Hiroatsu Iida, Masayuki Towatari, Mitsune Tanimoto, Yoshihisa Morishita, Yoshihisa Kodera, and Hidehiko Saito

From First Department of Internal Medicine, Nagoya University School of Medicine, Nagoya; Showa Hospital, Konan City; Japanese Red Cross Nagoya First Hospital, Nagoya; and Aichi Juridical Foundation for Blood Disease Research, Nagoya, Japan.

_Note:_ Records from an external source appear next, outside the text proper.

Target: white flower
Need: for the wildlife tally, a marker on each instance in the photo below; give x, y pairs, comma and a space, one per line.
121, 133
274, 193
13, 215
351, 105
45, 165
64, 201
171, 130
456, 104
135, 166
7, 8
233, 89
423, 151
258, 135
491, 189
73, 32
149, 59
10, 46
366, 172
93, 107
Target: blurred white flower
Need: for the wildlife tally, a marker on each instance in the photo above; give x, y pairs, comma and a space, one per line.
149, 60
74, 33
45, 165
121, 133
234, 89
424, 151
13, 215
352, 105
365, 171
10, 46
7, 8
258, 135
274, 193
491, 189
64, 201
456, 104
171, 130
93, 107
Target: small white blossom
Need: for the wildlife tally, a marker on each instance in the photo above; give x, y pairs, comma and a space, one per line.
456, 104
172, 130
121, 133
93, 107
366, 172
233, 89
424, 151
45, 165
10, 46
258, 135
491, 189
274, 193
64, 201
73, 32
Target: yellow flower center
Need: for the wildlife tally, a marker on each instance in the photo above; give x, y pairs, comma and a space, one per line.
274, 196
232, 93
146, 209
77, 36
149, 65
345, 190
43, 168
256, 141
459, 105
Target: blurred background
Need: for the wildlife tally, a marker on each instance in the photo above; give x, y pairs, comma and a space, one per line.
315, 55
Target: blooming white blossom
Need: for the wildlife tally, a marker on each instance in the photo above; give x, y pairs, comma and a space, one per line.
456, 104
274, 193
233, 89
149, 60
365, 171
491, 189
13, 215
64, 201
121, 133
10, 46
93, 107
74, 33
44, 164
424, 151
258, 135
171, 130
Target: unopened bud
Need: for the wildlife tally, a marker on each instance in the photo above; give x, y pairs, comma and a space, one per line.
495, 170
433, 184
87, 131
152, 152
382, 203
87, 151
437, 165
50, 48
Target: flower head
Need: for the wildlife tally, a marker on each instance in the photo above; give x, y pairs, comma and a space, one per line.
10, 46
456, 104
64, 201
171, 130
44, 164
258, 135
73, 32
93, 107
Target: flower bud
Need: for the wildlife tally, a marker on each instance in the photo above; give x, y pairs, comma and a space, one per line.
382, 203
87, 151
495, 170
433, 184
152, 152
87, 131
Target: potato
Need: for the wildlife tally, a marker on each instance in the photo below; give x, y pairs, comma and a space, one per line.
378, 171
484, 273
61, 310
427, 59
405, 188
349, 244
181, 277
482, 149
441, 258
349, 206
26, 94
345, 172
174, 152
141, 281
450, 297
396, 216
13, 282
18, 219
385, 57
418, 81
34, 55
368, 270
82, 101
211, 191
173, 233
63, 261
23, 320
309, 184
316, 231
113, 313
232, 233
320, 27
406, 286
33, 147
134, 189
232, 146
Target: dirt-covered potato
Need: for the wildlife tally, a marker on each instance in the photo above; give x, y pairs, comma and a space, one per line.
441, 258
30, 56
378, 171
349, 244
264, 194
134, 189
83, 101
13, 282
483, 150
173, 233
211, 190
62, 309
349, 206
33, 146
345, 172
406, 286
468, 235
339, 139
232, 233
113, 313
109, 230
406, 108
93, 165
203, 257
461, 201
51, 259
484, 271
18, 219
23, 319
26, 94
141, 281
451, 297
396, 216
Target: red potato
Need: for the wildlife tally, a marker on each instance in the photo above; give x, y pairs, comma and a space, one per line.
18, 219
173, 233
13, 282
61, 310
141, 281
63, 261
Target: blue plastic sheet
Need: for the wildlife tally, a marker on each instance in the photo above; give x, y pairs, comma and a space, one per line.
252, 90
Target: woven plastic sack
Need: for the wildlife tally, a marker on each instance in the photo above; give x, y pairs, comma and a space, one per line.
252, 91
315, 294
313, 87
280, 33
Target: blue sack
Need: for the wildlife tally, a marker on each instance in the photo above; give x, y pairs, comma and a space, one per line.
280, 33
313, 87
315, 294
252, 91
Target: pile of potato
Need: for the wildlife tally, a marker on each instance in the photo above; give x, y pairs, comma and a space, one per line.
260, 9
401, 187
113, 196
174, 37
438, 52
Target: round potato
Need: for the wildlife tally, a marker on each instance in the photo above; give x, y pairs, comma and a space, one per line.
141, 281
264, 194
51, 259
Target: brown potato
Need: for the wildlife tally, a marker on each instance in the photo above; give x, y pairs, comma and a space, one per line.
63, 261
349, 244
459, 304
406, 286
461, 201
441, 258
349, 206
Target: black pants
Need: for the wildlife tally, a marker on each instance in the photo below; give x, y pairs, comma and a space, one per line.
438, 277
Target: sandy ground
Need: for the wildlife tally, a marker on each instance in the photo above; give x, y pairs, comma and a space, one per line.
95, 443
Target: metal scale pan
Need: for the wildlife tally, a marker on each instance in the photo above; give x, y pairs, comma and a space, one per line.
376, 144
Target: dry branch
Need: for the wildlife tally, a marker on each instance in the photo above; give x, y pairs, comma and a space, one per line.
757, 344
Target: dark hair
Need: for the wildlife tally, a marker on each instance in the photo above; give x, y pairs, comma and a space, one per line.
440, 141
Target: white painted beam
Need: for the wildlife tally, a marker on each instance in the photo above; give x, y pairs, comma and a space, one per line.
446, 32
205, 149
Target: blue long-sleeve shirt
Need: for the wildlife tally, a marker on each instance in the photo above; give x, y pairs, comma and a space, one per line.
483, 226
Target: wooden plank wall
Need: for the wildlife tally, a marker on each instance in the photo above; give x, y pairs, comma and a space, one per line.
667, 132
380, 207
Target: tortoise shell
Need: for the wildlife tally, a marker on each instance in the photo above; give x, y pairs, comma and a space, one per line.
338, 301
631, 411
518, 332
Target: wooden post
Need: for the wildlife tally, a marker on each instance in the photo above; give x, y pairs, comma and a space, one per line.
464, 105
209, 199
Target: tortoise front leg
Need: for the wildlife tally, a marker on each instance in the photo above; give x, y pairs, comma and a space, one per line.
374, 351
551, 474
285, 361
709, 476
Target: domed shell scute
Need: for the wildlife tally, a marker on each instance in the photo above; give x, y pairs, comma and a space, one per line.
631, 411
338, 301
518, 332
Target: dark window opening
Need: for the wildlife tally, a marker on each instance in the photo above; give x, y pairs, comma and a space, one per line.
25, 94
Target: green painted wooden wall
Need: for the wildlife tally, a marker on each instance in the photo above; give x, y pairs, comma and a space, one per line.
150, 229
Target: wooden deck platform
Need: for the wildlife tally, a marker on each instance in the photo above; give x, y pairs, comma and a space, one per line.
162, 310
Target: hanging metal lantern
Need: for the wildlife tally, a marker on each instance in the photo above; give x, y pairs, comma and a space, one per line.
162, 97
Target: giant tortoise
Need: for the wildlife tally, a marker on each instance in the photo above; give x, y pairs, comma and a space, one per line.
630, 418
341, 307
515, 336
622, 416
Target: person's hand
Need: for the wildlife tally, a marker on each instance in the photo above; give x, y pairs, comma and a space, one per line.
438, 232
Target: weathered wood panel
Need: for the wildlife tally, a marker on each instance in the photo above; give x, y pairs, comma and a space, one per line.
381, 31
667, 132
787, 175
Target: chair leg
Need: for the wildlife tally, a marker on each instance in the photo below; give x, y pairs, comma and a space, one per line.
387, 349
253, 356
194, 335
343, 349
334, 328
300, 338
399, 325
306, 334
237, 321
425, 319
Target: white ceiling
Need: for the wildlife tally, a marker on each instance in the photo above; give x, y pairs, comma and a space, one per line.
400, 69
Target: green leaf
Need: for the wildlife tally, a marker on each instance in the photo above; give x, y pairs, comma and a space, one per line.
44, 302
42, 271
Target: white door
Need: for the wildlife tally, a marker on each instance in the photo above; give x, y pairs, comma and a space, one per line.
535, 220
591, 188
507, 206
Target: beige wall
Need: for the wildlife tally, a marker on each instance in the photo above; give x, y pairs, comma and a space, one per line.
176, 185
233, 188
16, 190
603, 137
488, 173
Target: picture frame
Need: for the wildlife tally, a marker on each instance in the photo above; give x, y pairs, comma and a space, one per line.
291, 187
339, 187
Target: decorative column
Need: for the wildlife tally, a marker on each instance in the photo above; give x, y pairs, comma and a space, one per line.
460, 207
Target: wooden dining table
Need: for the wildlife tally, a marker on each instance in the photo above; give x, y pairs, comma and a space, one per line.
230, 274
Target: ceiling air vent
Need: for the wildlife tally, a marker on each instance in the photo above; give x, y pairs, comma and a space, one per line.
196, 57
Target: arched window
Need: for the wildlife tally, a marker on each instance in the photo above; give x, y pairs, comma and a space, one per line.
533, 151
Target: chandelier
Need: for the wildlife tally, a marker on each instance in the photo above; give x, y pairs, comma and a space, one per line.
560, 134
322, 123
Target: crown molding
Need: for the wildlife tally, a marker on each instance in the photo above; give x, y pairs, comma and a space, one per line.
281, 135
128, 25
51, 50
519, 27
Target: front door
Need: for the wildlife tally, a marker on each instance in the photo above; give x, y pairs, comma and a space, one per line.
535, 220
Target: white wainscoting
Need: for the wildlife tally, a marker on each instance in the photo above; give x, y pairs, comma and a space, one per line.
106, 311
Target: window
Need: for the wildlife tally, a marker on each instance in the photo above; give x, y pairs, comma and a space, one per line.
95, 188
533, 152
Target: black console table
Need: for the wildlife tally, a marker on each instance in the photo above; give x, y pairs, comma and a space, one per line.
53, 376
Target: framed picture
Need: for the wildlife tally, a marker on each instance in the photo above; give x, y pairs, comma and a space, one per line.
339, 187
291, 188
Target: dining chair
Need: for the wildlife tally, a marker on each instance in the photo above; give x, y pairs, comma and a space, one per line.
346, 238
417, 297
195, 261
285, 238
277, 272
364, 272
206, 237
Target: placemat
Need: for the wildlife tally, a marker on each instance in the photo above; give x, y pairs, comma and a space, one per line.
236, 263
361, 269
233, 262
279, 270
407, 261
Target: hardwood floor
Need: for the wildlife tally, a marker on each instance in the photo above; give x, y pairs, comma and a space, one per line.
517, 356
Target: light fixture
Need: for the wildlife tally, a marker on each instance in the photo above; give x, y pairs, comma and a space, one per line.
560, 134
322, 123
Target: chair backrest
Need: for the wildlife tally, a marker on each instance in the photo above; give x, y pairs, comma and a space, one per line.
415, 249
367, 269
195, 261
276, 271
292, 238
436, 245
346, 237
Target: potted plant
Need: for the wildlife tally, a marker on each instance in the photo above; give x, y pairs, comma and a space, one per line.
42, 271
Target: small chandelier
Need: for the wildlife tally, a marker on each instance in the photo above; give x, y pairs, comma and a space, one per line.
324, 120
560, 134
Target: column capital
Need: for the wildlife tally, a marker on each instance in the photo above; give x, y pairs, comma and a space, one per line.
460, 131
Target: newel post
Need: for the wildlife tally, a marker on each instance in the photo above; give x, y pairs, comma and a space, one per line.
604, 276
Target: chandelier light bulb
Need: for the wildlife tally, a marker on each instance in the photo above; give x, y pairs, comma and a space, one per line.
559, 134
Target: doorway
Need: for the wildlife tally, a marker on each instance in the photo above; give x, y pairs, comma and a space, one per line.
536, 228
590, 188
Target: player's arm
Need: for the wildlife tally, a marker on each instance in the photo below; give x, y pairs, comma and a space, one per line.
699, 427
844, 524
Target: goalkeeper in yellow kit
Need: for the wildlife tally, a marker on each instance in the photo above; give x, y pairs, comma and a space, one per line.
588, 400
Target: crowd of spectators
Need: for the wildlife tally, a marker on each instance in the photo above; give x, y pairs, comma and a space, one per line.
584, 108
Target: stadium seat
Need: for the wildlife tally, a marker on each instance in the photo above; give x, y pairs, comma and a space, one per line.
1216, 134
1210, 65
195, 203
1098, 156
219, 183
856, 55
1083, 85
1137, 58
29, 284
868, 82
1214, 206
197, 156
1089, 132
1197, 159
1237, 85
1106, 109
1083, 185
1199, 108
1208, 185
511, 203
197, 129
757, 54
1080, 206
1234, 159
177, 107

Cyclin E is one of the G1 cyclins that play an important role in cell proliferation. Overexpression of cyclin E protein has been reported in several solid tumors, but little is known about the involvement of cyclin E in leukemia. In this study, we analyzed the expression of cyclin E gene product in 85 patients with acute myelogenous leukemia (AML) by Western blot analysis. In 23 of 85 AML samples (27%), cyclin E expression was enhanced in blasts. Among the French-American-British classification of AML, the ratio of the samples with enhanced cyclin E expression was high in M5 and low in M2 and M3. No rearrangements were observed by Southern blot analysis in these AML blasts with enhanced cyclin E expression. Flow cytometric analysis showed no correlation between overexpression of cyclin E and cell cycle distribution. Immunoblot analysis of cyclin D1 showed no correlation between overexpression of cyclin E and that of cyclin D1. Interestingly, p27 expression detected by Western blotting was apparently enhanced in 18 of 23 AML cells with enhanced cyclin E expression but none of 14 AML cells without enhanced cyclin E exhibited enhanced p27 expression. The rates of complete remission and of disease-free survival of the patients with M4 or M5 leukemia blasts with overexpressed cyclin E seemed to be low. Therefore, we suggest the necessity of a larger-scale study to elucidate the contribution of cyclin E overexpression to the phenotype and the prognosis of certain AML.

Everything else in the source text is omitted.